By RANDY KENNEDYAUG. 3, 2007

IF you’re looking for ways to wax poetic about the New York City subway and the vast planning that went into building it, Ibsen and Shakespeare may not be the first authors who leap to mind, especially as August settles its annual swelter on the tourist-packed platforms. Kafka maybe? Beckett? Dante? De Sade?

But in 1916, in unlikely literary territory — The Public Service Record, a dry periodical about municipal works — a man named Squire J. Vickers, the subway’s chief architect, enlisted Ibsen to defend the new simplicity he was introducing into the designs of the Victorian-era system. “In his ability to omit, he is a past master,” Vickers wrote admiringly of that playwright. Then, in quick succession in the brief article, he made reference to Michelangelo, Millet, the Pharisees, Falstaff, Othello and Horatio and quoted from “Richard II” (“this royal throne of kings, this sceptered isle”).

It was, in short, another era, when the city’s builders still saw themselves as Renaissance men and moral torchbearers. But even in the context of his time Vickers was a dynamo, a grandiloquent eccentric whose other life as a painter often bled over into the subway; his taste in colors and geometric design can be still be seen throughout the system.

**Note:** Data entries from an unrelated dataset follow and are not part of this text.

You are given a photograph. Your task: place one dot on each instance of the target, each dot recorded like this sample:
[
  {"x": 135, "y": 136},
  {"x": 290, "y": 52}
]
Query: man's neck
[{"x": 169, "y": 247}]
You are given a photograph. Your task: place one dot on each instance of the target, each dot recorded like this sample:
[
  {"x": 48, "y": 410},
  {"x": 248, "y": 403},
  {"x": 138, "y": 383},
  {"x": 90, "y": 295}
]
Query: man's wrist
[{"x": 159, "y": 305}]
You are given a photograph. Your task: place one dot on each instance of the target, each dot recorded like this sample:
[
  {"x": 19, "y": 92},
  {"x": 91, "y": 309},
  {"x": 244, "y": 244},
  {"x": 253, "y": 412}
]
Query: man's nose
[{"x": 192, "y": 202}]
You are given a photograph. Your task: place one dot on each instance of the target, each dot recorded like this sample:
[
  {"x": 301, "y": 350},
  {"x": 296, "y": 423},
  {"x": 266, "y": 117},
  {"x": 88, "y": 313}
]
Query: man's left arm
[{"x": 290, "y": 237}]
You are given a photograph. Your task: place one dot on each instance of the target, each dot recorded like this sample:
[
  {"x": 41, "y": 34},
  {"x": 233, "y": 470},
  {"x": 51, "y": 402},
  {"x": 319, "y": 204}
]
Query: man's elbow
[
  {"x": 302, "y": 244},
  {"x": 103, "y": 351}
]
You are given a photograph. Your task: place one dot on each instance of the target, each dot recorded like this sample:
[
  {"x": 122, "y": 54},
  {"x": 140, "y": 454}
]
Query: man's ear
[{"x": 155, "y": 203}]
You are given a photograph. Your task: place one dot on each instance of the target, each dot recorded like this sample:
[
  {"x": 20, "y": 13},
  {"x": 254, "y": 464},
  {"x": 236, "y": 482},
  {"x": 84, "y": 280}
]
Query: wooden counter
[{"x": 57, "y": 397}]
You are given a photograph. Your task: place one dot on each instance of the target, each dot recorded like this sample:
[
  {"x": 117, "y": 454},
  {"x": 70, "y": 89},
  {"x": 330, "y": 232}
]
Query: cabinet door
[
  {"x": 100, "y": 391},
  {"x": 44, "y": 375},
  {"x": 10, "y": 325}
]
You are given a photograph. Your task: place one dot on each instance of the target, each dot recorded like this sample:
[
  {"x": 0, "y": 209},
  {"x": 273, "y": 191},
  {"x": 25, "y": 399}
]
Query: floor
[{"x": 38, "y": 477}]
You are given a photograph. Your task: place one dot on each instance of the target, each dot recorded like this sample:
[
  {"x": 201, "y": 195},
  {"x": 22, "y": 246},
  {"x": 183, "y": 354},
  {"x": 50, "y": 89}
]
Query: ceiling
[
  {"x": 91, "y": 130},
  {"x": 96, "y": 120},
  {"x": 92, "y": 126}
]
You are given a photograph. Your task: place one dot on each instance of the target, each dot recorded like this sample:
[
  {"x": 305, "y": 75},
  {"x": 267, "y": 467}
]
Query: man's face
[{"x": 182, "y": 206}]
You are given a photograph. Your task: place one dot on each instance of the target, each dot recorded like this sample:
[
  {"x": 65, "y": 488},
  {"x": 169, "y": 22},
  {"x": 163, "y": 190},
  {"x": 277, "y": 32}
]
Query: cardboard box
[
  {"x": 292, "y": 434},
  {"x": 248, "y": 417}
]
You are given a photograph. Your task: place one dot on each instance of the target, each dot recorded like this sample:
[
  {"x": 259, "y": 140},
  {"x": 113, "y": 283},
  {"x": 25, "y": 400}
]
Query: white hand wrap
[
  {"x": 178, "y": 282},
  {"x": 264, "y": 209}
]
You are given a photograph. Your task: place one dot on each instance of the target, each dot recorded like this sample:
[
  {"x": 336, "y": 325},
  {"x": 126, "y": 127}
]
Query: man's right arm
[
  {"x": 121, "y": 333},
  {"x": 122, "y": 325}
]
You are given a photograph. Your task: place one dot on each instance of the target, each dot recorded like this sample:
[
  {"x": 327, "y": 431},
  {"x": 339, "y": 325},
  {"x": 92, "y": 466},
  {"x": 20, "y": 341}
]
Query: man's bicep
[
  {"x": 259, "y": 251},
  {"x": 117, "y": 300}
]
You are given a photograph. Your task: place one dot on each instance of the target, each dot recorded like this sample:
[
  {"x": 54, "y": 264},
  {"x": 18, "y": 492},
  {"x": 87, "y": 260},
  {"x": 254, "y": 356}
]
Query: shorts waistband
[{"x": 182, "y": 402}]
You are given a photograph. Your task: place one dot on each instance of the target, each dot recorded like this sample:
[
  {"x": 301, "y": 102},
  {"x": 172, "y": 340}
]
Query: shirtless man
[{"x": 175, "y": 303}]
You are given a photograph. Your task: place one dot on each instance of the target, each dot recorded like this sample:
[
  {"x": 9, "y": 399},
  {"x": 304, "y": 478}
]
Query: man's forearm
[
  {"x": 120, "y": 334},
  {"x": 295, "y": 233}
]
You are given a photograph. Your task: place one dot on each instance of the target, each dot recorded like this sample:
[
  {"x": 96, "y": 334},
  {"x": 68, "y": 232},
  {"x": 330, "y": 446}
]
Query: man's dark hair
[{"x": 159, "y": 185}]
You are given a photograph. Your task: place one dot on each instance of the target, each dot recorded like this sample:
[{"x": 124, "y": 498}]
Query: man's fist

For both aesthetic and budgetary reasons Vickers pushed the subway onto a much more pared-down, modern path than that of his Beaux-Arts predecessors. And maybe partly because of this his reputation has always seemed to be stuck somewhere in the tunnel behind them.

But an exhibition that opened this week at the New York Transit Museum’s gallery in Grand Central Terminal may help to remedy that neglect and place Vickers more firmly among the forces that shaped the look of the city — or at least enormous swaths beneath it — in the 20th century.
Continue reading the main story

The show is the second part of an examination of subway architecture and design; the first part, which closed July 8, focused on the subway’s original designers, George L. Heins and C. Grant LaFarge, whose elaborately ornate subway stations from 1904 continue to be the system’s most recognizable emblems. Organized by Carissa Amash, a Transit Museum curator, the new show, “Squire Vickers and the Subway’s Modern Age,” tells the story of the man who, in almost 30 years as the system’s lead designer, was responsible for building more of today’s subway than any other architect: over 300 stations, many more than any other architect.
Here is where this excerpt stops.